Hasty, haphazardish, OFF-HAND... yup that's pretty much who I am =)

SlapDash

Wednesday, February 14, 2007

"You are HIS Valentine..."

"You are his valentine, his only valentine, you make him happy when skies are grey, you never know dear, how much he loves you, please don't take his valentine away." AH! I head that one to many times today and every time I wanted to cry because it wasn't for me...So after wearing all black today I realized how idiotic I was being. You know those people who you would never look to for serious advice? The kind of people who are always there, easy to talk to but rarely helpful? The kind of people that everyone assumes is a philisophical, theological, psychological "blackhole" but then when necessity calls for it end up being the most helpful/ profitable tap you've ever had? Yeah, I realized that today. The person that frosts my toes more often than not and the one person who I fight with more than anyone in the world has turned out to be one of the greatest influences, helps, and friends I've ever had in my life. Today I was "moping" about and even broke into tears about a current situation in my life, and there was my friend with a bible verse in mind and stern condimation in his mouth. He said some things I really needed to hear and was correct in his assumptions (which yet again frosts my toes, and yet it was what I needed the most.) Sometimes the thorns that God places in your life are essential for growth, they build resistenace, but even the toughest thorns have their soft spots.
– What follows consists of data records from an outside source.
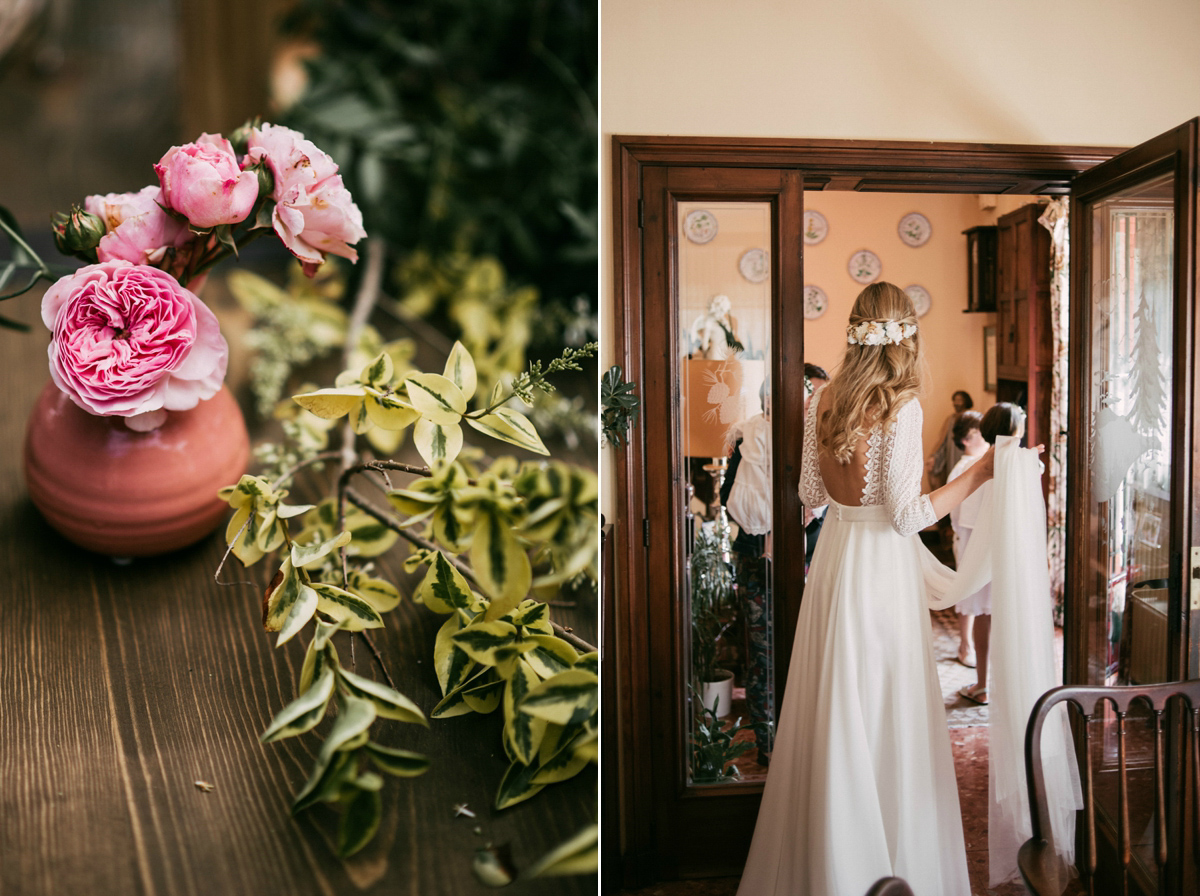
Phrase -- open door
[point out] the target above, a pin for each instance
(1133, 555)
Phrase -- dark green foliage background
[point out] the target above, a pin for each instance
(465, 125)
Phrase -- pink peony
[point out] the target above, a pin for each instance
(313, 210)
(203, 182)
(139, 230)
(130, 341)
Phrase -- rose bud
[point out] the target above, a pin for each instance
(204, 184)
(78, 232)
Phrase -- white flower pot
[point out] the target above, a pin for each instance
(721, 691)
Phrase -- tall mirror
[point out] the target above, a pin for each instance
(724, 348)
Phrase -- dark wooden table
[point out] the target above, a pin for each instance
(120, 686)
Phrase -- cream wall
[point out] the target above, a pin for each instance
(1099, 72)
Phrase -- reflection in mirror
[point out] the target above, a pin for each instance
(1131, 437)
(724, 348)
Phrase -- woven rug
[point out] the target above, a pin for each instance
(960, 713)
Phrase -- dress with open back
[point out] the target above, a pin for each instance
(862, 780)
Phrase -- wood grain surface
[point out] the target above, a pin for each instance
(121, 686)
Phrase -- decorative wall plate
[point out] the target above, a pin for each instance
(815, 302)
(921, 300)
(915, 229)
(700, 226)
(755, 265)
(815, 227)
(865, 266)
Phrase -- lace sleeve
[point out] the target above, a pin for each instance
(910, 510)
(811, 489)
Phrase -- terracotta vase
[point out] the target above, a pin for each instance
(124, 493)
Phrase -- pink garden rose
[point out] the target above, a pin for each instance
(204, 184)
(130, 341)
(313, 210)
(139, 230)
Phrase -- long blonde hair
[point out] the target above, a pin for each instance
(874, 380)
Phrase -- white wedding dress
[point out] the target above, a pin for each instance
(862, 780)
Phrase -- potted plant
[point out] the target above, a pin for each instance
(713, 747)
(712, 615)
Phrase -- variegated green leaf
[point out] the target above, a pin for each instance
(453, 527)
(502, 567)
(577, 855)
(532, 614)
(360, 421)
(378, 593)
(522, 731)
(436, 397)
(510, 426)
(360, 821)
(306, 554)
(437, 442)
(354, 716)
(270, 533)
(389, 703)
(351, 611)
(318, 653)
(444, 588)
(461, 370)
(379, 372)
(567, 698)
(451, 663)
(401, 763)
(516, 785)
(287, 511)
(282, 597)
(486, 697)
(299, 615)
(304, 711)
(390, 413)
(483, 639)
(369, 536)
(454, 704)
(565, 764)
(551, 656)
(331, 403)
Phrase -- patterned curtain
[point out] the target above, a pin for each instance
(1055, 221)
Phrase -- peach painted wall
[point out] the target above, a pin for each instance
(1097, 72)
(953, 340)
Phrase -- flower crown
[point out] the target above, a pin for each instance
(877, 332)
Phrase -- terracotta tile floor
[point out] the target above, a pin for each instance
(969, 741)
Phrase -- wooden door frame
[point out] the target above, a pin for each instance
(863, 166)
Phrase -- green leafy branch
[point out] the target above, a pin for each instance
(526, 528)
(24, 269)
(619, 404)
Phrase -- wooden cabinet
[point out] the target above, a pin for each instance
(1024, 335)
(981, 268)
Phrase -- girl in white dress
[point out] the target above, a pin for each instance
(862, 780)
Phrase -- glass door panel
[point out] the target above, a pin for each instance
(1133, 310)
(1131, 452)
(724, 355)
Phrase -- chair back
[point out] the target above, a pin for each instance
(889, 887)
(1036, 857)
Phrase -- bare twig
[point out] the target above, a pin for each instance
(316, 458)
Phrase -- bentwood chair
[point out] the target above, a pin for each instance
(1036, 858)
(889, 887)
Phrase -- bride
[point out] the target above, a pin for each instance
(862, 780)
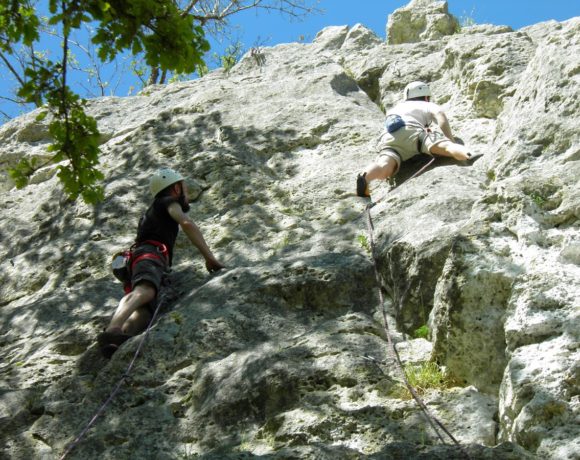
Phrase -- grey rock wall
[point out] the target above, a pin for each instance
(284, 354)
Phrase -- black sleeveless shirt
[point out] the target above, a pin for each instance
(157, 225)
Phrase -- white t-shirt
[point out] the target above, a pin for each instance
(421, 111)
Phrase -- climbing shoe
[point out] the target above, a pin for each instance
(471, 157)
(362, 187)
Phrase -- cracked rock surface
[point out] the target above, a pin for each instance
(285, 354)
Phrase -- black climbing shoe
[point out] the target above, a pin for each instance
(362, 187)
(472, 157)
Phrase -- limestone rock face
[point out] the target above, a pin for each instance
(420, 20)
(285, 354)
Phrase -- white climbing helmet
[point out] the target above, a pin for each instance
(162, 179)
(416, 89)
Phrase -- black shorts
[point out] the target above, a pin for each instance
(152, 270)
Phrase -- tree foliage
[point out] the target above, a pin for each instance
(165, 36)
(157, 28)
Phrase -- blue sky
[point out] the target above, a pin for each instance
(269, 29)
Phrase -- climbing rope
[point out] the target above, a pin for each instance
(431, 419)
(117, 387)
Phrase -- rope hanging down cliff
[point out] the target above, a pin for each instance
(117, 387)
(431, 419)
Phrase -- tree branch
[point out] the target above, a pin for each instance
(12, 69)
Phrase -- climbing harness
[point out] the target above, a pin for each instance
(124, 261)
(418, 173)
(431, 419)
(117, 387)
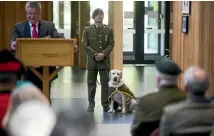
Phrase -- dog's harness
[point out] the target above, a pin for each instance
(124, 91)
(107, 70)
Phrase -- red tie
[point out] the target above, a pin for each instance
(34, 32)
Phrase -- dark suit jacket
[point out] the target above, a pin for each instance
(22, 30)
(45, 28)
(190, 116)
(149, 110)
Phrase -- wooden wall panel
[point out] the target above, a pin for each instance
(12, 12)
(83, 19)
(116, 21)
(196, 47)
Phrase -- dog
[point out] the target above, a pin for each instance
(119, 93)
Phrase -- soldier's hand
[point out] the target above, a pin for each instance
(101, 55)
(96, 57)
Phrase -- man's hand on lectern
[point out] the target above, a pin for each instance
(13, 45)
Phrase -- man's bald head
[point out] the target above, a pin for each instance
(196, 80)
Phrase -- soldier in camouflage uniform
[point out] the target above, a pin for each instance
(98, 40)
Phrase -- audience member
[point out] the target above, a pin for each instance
(149, 110)
(25, 92)
(193, 116)
(32, 118)
(11, 70)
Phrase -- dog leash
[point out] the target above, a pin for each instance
(107, 68)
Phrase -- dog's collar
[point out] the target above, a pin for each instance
(121, 83)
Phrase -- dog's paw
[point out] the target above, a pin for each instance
(111, 110)
(123, 111)
(133, 111)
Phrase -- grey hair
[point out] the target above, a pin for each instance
(25, 93)
(33, 4)
(193, 84)
(166, 80)
(30, 117)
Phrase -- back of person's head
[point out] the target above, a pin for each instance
(26, 92)
(11, 69)
(167, 72)
(75, 122)
(196, 81)
(32, 118)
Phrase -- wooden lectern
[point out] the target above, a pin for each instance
(45, 52)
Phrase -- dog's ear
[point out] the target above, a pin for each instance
(109, 75)
(121, 75)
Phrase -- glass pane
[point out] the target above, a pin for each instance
(103, 4)
(154, 27)
(62, 10)
(128, 25)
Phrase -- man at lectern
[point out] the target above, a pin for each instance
(33, 27)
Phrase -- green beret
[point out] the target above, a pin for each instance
(96, 12)
(168, 67)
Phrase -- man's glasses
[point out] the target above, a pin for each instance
(32, 14)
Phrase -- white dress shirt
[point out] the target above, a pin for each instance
(31, 27)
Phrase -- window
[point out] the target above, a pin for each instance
(62, 17)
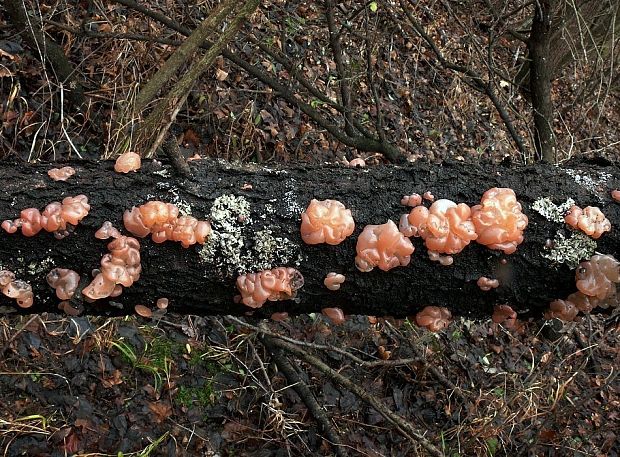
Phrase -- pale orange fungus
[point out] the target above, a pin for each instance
(126, 162)
(57, 218)
(64, 282)
(499, 221)
(445, 227)
(163, 222)
(598, 276)
(120, 267)
(589, 220)
(333, 280)
(21, 291)
(434, 318)
(326, 221)
(61, 174)
(505, 315)
(279, 283)
(487, 284)
(336, 315)
(382, 246)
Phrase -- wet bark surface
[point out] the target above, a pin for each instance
(201, 280)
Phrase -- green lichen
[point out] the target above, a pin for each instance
(550, 211)
(570, 251)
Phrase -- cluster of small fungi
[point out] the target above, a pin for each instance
(57, 218)
(597, 282)
(20, 290)
(163, 222)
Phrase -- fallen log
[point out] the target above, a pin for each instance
(255, 213)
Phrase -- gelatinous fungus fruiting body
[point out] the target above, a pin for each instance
(487, 284)
(498, 220)
(276, 284)
(335, 315)
(64, 282)
(382, 246)
(20, 290)
(445, 227)
(61, 174)
(128, 161)
(597, 280)
(57, 218)
(162, 220)
(326, 221)
(434, 318)
(590, 220)
(333, 280)
(120, 268)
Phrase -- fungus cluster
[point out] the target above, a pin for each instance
(61, 174)
(64, 282)
(326, 221)
(333, 280)
(20, 290)
(445, 227)
(590, 220)
(276, 284)
(126, 162)
(487, 284)
(162, 220)
(434, 318)
(498, 220)
(120, 268)
(382, 246)
(58, 218)
(597, 281)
So yeah, Valentines day, not one of my most favorite days of the year, mainly because of my own bitter attitude and the fact that my parents never made a big deal out of it so I go through the entire day, without a valentine and yeah I will admit, I was bitter and frustrated and wishing more than anything I could just go crawl in a hole and die... but I was reminded of something; There are a boatload of people who do care about me and are rather concerned for me at this present moment, but more importantly I have a God who loves me more than any other influence in my life could and that is the greatest Valentine ever.